Mata inilah yang awalnya membuatmu tertarik padaku. Bulu mata lentik dengan
cahaya yang tajam, tatapan teduh, dan pandangan tegas. Apa katamu? Mungkin
benar, mataku memperlihatkan bahwa aku perempuan sederhana dengan kecerdasan,
prinsip dan keteguhan hati.
Aku
akan memberitahukan padamu satu rahasia, mengapa mataku bisa begitu. Aku
terlahir sebagai anak kedua dari empat bersaudara. Rumahku selalu ramai, bukan
hanya karena jumlah kami yang banyak, tetapi juga karena perang yang tiada
berkesudahan. Perang antara ibu dan ayahku. Seingatku, mereka tidak pernah
akur. Hingga detik ini aku masih heran, dengan berperang setiap hari begitu,
bagaimana mungkin anaknya bisa berjumlah empat orang? Entahlah. Tumbuh dalam
keluarga yang keras kepala, mendidikku menjadi seorang yang keras kepala pun
keras hati. Sejak kecil aku terbiasa dengan ‘iya’ atau ‘tidak’, bukan ‘iya dan
tidak’.
Saat
usiaku dua belas tahun, tepatnya ketika aku lulus dari sekolah dasar, aku
memutuskan untuk meninggalkan rumah, seperti kakakku. Aku dan dia kemudian
tinggal berdua di rumah sewa di provinsi yang jauh dari orang tuaku. Usia
kakakku saat itu 16 tahun. Jangan cemas, ini bukan cerita tentang kenakalan
remaja.
Aku dan kakakku adalah anak yang mencintai ibunya, kami anak yang baik,
meski tidak dapat didikte. Kami mampu membedakan benar atau salah, mampu
menjauhi hal buruk dan melakukan hal baik, sungguh. Masalah yang sering kami
berikan kepada ibu hanya jika pilihan kami bukanlah pilihan yang ibu inginkan
untuk kami pilih. Jika sudah seperti itu, aku ataupun kakak harus menghadap,
bukan untuk melawan, tetapi untuk mendiskusikan mengapa dan bagaimana. Sehingga
ibu mampu memahami setiap pilihan yang kami ambil dan rencana-rencana masa
depan yang harus segera diwujudkan. Pada dasarnya, ibu adalah pribadi yang
sangat demokratis. Selama pilihan itu tidak melanggar nilai-nilai etika dan
moral dan yang terpenting tidak melanggar nilai-nilai agamis, maka beliau akan
setuju.
Aku
tumbuh menjadi remaja yang anggun, lembut, tegas, bijaksana, idealis, dan memiliki
pemahaman yang baik. Pengalaman masa kecil yang menyematkan kenangan tidak
mengenakkan membuat aku dan kakak benar-benar jauh dari laki-laki dan segala
sesuatu berbau romansa percintaan. Aku tumbuh menjadi perempuan berhati beku.

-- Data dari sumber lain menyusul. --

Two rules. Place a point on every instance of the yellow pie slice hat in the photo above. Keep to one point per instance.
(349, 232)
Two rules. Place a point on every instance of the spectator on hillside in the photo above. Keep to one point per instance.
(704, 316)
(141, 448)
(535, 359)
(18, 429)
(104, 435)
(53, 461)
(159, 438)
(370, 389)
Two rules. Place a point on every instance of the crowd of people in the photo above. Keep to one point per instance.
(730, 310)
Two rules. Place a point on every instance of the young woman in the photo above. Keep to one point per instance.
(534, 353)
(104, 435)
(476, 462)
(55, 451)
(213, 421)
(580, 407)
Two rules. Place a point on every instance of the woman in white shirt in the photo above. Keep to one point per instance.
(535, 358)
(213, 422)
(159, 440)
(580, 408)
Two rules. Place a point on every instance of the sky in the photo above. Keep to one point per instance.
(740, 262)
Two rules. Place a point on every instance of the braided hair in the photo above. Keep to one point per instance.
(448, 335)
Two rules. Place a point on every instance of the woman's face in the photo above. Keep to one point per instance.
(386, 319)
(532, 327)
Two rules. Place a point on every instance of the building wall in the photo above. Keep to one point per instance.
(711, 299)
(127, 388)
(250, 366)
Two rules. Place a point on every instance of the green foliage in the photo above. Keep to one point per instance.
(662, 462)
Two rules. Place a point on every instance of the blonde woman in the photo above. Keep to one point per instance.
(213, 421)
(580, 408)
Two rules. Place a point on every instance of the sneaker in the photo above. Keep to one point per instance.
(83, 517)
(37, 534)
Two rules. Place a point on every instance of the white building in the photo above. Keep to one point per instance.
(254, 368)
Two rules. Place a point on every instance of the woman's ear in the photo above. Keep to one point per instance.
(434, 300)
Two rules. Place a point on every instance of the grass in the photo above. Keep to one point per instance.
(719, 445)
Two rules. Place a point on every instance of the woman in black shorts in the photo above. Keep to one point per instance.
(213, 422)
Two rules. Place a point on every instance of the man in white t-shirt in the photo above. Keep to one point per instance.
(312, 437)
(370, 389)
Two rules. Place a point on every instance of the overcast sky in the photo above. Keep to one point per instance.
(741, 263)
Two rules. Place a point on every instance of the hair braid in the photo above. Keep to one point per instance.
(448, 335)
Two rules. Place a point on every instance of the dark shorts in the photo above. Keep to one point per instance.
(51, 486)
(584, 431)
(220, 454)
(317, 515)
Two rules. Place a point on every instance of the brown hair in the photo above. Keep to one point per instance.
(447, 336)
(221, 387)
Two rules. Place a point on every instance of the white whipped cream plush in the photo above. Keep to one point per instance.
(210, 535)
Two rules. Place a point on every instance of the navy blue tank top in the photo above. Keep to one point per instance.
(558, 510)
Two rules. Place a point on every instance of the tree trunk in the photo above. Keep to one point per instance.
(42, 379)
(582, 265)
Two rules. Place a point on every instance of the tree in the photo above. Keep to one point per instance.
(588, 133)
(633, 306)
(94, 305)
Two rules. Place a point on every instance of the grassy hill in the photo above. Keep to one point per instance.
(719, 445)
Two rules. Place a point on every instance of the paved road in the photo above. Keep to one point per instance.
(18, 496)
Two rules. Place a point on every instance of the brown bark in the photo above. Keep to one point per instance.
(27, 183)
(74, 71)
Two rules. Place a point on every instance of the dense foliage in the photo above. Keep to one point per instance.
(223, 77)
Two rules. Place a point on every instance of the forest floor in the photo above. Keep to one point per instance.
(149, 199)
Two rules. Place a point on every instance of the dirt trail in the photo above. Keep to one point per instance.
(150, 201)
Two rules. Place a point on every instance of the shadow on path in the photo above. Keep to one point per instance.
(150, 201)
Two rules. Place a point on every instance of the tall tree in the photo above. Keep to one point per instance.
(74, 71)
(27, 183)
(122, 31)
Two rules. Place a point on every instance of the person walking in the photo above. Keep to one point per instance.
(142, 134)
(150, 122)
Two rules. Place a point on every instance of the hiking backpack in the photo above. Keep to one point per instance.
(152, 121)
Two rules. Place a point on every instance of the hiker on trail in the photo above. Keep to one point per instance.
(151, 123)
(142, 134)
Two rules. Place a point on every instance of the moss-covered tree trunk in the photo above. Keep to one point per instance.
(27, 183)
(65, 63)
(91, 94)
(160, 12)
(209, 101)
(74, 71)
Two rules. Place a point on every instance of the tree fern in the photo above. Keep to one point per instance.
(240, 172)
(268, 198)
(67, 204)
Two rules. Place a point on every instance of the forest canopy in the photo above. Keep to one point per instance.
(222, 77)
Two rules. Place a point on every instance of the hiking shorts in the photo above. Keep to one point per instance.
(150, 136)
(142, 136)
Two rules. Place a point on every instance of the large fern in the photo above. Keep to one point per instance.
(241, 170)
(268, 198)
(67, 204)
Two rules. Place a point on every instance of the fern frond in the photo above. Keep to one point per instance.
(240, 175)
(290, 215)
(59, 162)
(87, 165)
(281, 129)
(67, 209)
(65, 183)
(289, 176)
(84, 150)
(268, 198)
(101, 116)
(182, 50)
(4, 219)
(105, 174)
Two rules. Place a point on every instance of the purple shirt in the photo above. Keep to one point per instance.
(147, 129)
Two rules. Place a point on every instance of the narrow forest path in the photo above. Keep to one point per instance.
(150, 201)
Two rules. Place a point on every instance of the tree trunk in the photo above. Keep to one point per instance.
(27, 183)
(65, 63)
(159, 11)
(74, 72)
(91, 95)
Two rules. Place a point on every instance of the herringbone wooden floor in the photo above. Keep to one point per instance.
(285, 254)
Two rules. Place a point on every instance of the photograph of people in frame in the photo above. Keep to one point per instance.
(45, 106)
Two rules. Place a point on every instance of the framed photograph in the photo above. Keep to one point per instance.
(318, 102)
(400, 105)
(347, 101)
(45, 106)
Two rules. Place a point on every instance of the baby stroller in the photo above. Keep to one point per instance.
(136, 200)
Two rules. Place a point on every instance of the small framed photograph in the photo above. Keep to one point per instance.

Aku melihat laki-laki sebagai pengganggu, penghambat langkah dan
rencana-rencanaku. Hasilnya adalah aku sibuk dengan berbagai kegiatan dan
segudang prestasi akademis dan non akademis. Aku merasa cukup mampu untuk hidup
tanpa teman, aku merasa mampu hidup dengan mengandalkan kemandirian dan
keteguhan hati.
Laki-laki
mana yang tidak akan tertarik dengan perempuan sepertiku?